The Galaxy Note 7 battery incident was very unfortunate for Samsung. It could have been one of the best-selling smartphones to ever come out of the company but it met its fate at the hands of a defective battery.
After the Galaxy Note 7 fiasco, Samsung launched a thorough investigation into the matter and determined precisely what caused the batteries to explode. The company later designed a new state-of-the-art safety and quality-assurance process to ensure that something like this never happens again.
It was easier said than done. Samsung relied on thousands of experts from inside and outside the company. It also constructed new facilities and redesigned testing procedures to ensure battery safety.
Leaders of Samsung’s Battery Advisory Group recently sat with a reporter from the MIT Technology Review to open up about Samsung’s new testing process and its 8-Point Battery Safety standard. The article reveals some details that were previously only available to those who stepped onto the factory floor.

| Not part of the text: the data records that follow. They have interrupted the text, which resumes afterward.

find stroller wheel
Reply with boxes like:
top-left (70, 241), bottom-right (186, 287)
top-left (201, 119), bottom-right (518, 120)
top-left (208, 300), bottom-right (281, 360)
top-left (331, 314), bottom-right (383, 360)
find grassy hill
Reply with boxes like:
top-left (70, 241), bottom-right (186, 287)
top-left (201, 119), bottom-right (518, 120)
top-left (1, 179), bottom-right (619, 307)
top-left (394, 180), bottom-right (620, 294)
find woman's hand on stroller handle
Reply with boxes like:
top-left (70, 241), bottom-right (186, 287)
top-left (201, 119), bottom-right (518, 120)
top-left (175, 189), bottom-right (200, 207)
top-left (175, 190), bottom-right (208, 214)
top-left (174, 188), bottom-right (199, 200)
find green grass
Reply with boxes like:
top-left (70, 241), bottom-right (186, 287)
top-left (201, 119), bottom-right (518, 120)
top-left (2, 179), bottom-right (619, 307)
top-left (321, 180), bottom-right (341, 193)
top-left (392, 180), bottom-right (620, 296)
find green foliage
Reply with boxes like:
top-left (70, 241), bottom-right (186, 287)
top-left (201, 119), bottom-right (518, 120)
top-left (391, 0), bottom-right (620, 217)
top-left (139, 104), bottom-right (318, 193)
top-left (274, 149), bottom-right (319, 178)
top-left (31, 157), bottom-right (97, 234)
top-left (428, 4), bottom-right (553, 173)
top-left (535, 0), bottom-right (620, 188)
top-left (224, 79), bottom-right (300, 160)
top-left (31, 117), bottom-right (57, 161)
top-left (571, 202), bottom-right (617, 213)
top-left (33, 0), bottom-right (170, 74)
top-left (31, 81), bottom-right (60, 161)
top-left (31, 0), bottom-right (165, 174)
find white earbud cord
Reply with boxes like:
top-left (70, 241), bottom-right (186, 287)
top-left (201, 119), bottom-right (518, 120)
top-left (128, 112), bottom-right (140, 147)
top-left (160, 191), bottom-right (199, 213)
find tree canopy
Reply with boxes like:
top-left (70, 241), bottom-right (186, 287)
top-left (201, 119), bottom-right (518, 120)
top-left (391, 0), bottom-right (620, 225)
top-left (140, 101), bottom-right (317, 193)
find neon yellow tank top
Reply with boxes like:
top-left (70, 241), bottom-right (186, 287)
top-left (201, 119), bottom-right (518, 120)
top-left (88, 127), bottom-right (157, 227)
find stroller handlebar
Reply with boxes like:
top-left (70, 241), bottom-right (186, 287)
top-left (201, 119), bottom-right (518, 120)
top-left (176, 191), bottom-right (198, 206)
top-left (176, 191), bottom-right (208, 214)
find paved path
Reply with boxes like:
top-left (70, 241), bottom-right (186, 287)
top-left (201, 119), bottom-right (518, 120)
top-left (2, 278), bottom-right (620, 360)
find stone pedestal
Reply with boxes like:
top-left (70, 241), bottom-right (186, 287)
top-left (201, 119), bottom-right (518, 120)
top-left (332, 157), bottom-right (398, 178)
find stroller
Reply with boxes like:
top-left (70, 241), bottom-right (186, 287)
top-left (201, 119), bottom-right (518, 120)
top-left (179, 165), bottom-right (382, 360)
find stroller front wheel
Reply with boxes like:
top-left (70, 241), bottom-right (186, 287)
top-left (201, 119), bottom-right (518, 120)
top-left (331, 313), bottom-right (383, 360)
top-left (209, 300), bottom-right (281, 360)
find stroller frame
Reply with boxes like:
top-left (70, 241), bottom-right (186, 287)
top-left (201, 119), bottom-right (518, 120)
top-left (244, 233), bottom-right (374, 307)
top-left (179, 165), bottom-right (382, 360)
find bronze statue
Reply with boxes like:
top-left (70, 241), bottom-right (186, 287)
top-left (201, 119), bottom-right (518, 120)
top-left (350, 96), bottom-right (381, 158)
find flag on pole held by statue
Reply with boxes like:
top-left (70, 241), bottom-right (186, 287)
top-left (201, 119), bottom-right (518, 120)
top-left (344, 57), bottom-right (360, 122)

Samsung loses 3 percent of its monthly battery inventory to testing. What that means is that 3 percent of all batteries that the company receives every month are put through various tests and destroyed to ensure compliance.
Every single battery gets its own QR code which enables Samsung to gather unique information after every test so it can use that information to amend its procedures as and when required. It’s no surprise that Samsung is opening up about the changes that it has made to ensure battery safety at this point in time.
The company will unveil the Galaxy Note 8 in a couple of weeks and it certainly doesn’t want the Galaxy Note 7’s shadow to spoil the party for its new flagship smartphone.